Regular ArticleA genome-wide search for genes affecting circulating fibrinogen levels in the Framingham Heart Study
Introduction
Acute coronary thrombosis and thrombotic stroke are major causes of death and disability in the western world. Fibrinogen has been extensively studied in relation to atherothrombosis since fibrinogen is essential for the platelet adhesion and aggregation and subsequent thrombus formation. Increased circulating levels of fibrinogen are associated with coronary risk factors [1], presence and progression of subclinical atherosclerosis [2], [3] and are prospectively associated with the development of coronary heart disease, stroke and other cardiovascular diseases independent of the traditional risk factors [4], [5], [6], [7], [8].
There has been much interest in identification of genetic determinants of fibrinogen levels. Inconsistent results, however, have been reported in the literature. For example, Hamsten et al. [9] reported that additive genetic factors explain 51% of the total variance. Livshits et al. [10] suggested that fibrinogen levels are in Mendelian transmission and co-dominant alleles at a major gene locus account for 39% of the total variance. Less impressive heritabilities, 27% and 30%, respectively, were reported in Berg and Kierulf [11] and Reed et al. [12].

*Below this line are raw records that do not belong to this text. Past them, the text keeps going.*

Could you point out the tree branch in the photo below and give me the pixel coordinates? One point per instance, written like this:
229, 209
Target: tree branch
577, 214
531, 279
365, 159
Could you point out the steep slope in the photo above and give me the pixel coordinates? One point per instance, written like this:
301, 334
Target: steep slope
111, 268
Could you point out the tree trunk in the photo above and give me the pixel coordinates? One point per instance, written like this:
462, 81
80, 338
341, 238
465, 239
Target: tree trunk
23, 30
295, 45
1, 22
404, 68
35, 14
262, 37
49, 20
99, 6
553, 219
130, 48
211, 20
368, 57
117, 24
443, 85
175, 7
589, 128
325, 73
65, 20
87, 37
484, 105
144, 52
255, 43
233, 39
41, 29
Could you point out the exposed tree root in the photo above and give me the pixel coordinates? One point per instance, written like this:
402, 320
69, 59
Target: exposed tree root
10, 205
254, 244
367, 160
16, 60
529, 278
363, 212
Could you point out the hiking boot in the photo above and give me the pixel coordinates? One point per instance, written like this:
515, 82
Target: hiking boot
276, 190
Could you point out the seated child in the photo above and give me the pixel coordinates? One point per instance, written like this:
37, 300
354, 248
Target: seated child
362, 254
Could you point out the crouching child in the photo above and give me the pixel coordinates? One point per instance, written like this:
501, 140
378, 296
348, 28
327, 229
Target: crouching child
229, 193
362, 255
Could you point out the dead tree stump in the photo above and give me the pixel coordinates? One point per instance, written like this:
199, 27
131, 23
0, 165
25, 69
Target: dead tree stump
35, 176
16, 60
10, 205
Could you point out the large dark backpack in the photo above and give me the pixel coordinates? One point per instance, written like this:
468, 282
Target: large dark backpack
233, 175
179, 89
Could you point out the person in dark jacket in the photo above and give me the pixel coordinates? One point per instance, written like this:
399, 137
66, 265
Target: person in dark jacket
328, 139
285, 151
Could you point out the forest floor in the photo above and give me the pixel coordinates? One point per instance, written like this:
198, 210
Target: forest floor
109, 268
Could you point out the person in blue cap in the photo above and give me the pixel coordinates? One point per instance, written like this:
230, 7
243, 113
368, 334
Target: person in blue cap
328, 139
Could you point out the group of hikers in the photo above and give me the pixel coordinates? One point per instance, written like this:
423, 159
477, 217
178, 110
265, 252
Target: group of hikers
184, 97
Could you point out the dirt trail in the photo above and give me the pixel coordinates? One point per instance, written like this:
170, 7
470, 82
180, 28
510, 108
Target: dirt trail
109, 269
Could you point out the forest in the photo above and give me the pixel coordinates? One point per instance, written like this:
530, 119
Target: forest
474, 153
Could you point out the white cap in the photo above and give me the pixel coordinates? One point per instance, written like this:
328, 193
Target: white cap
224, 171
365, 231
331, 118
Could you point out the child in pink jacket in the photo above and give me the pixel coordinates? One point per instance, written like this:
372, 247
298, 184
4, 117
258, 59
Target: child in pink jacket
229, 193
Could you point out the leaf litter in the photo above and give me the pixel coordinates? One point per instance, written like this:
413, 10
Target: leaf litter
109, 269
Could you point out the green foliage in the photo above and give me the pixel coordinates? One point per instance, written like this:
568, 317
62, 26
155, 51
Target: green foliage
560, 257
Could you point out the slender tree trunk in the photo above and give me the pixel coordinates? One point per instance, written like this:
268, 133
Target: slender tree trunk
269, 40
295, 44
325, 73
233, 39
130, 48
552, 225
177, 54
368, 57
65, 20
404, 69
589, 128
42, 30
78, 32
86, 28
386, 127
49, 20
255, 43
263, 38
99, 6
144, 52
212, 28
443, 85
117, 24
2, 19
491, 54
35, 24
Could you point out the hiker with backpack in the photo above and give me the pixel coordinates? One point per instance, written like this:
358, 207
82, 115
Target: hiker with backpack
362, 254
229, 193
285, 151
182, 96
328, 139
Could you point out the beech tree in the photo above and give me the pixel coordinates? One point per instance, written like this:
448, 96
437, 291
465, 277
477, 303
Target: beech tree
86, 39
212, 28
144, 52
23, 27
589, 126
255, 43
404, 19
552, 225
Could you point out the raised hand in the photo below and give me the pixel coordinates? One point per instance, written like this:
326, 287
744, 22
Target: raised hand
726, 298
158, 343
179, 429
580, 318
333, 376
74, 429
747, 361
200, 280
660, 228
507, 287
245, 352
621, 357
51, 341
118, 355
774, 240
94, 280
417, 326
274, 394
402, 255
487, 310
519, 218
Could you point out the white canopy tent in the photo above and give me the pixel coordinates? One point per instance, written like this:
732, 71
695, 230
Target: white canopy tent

It has been widely reported that common genetic variants in the β-fibrinogen gene on 4q28 are associated with variability in circulating levels of fibrinogen [13], [14], [15], [16], [17]. For example, the H2 allele of HindIII β-148 polymorphism was associated with elevated fibrinogen levels [17]. However, the proportion of genetic variability explained by any of these subunit variants is small to modest [13], [14], [15], [16], [17].
Genome-wide linkage analysis is a powerful tool for identifying chromosomal regions that may be linked to circulating levels of fibrinogen. As all human genes and their common variants are catalogued through the Human Genome project and related efforts, genome-wide linkage results will focus research by assigning a high priority to specific candidate genes to pursue for mutation screening and functional assays. There are limited data on candidate quantitative trait loci (QTLs), with the exception of chromosome 4 that are associated with regulation of circulating levels of fibrinogen in human populations. Few published genome-wide linkage data are available for fibrinogen. The availability of a 10 centimorgan (cM) density genome-wide scan, detailed information regarding traditional risk factors, as well as the genotypes of the HindIII β-148 polymorphism and circulating levels of fibrinogen in family members from a large number of pedigrees in the Framingham Heart Study provides a unique opportunity to conduct an analysis of genetic linkage for fibrinogen levels.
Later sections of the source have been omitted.